Vacuum Measurements and Quantum State Reconstruction of Phonons

TL;DR

This paper demonstrates a highly efficient vacuum measurement scheme to reconstruct the quantum state of phonons in a trapped ion, verifying quantum dynamics and interference effects predicted by theory.

Contribution

It introduces a novel vacuum measurement approach for quantum state reconstruction of phonons and applies it to observe Jaynes-Cummings dynamics and quantum interference.

Findings

Measured the $Q$-function of vibrational motion in a Yb ion

Reconstructed the Wigner function showing quantum interference

Observed the bifurcation and revival of the coherent state

Abstract

A quantum state is fully characterized by its density matrix or equivalently by its quasiprobabilities in phase space. A scheme to identify the quasiprobabilities of a quantum state is an important tool in the recent development of quantum technologies. Based on our highly efficient vacuum measurement scheme, we measure the quasiprobability $Q$-function of the vibrational motion for a \Yb ion {\it resonantly} interacting with its internal energy states.
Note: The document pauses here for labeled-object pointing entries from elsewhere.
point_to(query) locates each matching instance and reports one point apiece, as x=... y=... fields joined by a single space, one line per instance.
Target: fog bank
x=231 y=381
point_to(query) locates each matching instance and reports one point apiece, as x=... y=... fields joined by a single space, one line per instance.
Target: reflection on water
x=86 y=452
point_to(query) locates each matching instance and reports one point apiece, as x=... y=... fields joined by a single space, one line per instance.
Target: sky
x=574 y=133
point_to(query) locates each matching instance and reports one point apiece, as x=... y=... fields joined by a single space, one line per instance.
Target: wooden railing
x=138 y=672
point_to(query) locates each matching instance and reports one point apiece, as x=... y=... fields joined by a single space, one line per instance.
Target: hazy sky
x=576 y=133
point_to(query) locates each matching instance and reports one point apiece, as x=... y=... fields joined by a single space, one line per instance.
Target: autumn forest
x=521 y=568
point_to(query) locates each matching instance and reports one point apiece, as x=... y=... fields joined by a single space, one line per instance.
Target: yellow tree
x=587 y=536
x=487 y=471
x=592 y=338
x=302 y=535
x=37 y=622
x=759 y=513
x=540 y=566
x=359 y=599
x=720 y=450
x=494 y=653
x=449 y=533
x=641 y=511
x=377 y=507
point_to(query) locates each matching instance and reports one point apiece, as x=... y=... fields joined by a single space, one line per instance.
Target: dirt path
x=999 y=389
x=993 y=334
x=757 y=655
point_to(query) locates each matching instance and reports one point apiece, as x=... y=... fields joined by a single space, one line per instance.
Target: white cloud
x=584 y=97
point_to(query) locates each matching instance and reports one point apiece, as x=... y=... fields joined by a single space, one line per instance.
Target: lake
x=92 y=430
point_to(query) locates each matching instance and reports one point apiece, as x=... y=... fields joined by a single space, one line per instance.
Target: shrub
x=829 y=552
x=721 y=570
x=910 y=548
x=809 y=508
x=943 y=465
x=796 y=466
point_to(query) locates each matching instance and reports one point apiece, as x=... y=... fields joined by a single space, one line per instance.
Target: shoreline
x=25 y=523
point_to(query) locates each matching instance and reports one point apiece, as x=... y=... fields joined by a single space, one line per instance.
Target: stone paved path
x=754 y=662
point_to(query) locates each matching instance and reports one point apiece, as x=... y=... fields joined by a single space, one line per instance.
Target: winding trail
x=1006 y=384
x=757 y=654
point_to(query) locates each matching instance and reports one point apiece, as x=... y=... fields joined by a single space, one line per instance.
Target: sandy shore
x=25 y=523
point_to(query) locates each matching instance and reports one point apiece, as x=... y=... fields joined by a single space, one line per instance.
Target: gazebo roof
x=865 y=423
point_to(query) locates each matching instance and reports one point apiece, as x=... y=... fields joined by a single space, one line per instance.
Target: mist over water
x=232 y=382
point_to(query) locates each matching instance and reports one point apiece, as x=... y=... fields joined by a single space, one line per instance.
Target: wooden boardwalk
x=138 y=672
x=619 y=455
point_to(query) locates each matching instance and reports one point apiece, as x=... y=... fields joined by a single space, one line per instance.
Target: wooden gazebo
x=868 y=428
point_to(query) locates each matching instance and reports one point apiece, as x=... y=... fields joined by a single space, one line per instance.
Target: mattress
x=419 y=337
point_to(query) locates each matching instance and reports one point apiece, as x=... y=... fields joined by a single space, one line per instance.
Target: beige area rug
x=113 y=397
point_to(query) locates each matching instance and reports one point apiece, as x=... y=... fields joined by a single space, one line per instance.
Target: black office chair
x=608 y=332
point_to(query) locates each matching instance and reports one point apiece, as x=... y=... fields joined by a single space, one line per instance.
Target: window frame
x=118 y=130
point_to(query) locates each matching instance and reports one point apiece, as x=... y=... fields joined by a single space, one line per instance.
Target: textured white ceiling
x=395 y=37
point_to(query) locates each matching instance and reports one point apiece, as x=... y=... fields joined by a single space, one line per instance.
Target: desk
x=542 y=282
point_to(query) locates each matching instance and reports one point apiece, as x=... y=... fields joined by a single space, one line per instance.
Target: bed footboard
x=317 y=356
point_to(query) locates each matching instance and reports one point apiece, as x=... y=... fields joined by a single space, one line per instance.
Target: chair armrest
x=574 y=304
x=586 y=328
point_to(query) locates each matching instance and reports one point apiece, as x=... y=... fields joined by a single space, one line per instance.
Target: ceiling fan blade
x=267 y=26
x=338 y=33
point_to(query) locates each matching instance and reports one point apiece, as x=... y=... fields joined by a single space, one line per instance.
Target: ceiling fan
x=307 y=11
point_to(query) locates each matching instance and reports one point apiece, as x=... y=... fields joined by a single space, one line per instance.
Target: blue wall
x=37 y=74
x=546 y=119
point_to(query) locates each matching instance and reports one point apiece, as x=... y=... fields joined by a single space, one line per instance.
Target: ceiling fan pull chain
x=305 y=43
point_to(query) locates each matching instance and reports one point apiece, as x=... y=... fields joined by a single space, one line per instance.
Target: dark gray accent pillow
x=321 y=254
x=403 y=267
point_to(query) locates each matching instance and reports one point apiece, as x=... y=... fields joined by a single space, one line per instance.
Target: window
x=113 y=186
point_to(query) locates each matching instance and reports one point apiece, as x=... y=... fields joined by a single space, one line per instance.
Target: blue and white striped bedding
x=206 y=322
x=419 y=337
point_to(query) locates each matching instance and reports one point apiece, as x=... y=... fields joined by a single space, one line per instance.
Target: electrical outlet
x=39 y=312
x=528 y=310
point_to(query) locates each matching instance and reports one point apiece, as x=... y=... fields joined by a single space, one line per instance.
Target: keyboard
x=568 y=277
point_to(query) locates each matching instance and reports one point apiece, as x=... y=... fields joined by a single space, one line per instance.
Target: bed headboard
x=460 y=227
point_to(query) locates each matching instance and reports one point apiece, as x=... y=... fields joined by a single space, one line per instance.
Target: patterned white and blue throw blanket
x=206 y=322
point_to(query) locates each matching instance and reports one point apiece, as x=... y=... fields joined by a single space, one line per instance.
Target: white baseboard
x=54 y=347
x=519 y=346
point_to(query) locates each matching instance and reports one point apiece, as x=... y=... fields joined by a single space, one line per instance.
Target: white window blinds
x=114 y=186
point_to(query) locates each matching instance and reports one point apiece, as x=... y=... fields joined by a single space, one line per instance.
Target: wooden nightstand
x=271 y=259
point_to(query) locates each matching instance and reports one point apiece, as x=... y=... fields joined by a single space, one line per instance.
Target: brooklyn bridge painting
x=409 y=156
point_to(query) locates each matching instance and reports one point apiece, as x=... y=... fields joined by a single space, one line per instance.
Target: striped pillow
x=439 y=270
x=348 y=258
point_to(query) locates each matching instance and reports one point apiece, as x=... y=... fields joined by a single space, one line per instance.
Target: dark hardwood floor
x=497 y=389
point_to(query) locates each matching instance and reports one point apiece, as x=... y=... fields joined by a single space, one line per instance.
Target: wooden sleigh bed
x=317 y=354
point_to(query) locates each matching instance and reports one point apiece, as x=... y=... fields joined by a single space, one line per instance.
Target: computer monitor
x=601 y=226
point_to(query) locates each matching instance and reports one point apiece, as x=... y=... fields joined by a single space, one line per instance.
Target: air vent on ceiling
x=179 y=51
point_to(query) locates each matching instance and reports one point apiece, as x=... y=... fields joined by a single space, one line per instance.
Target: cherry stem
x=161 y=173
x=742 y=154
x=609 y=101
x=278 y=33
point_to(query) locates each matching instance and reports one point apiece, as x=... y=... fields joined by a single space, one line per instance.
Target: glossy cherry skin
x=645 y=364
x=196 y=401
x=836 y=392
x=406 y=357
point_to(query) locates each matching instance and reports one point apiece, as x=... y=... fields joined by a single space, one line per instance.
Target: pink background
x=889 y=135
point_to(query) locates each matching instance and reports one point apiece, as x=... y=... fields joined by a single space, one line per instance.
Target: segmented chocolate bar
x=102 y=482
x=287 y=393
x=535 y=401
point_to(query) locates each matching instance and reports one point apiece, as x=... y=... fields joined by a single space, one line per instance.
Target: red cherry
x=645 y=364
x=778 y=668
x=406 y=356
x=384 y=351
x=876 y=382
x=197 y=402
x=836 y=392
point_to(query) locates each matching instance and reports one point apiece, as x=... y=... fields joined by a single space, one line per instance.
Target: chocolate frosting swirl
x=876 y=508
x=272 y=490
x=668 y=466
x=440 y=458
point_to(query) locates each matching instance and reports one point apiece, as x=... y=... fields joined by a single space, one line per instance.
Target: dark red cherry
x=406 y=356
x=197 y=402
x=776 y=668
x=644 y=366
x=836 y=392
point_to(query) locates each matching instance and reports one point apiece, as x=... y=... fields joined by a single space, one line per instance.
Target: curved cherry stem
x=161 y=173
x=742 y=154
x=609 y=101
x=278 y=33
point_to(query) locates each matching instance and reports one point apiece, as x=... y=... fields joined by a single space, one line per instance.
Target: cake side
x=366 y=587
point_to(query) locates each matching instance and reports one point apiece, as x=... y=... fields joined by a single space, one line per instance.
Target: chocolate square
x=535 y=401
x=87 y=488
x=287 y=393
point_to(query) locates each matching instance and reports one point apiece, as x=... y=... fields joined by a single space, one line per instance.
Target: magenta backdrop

This interaction model is known as the Jaynes-Cummings model which is one of the fundamental models in quantum electrodynamics. We apply the capability of the vacuum measurement to study the Jaynes-Cummings dynamics, where the Gaussian peak of the initial coherent state is known to bifurcate and rotate around the origin of phase space. They merge at the so-called revival time at the other side of phase space. The measured $Q$-function agrees with the theoretical prediction. Moreover, we reconstruct the Wigner function by deconvoluting the $Q$-function and observe the quantum interference in the Wigner function at half of the revival time, where the vibrational state becomes nearly disentangled from the internal energy states and forms a superposition of two composite states. The scheme can be applied to other physical setups including cavity or circuit-QED and optomechanical systems.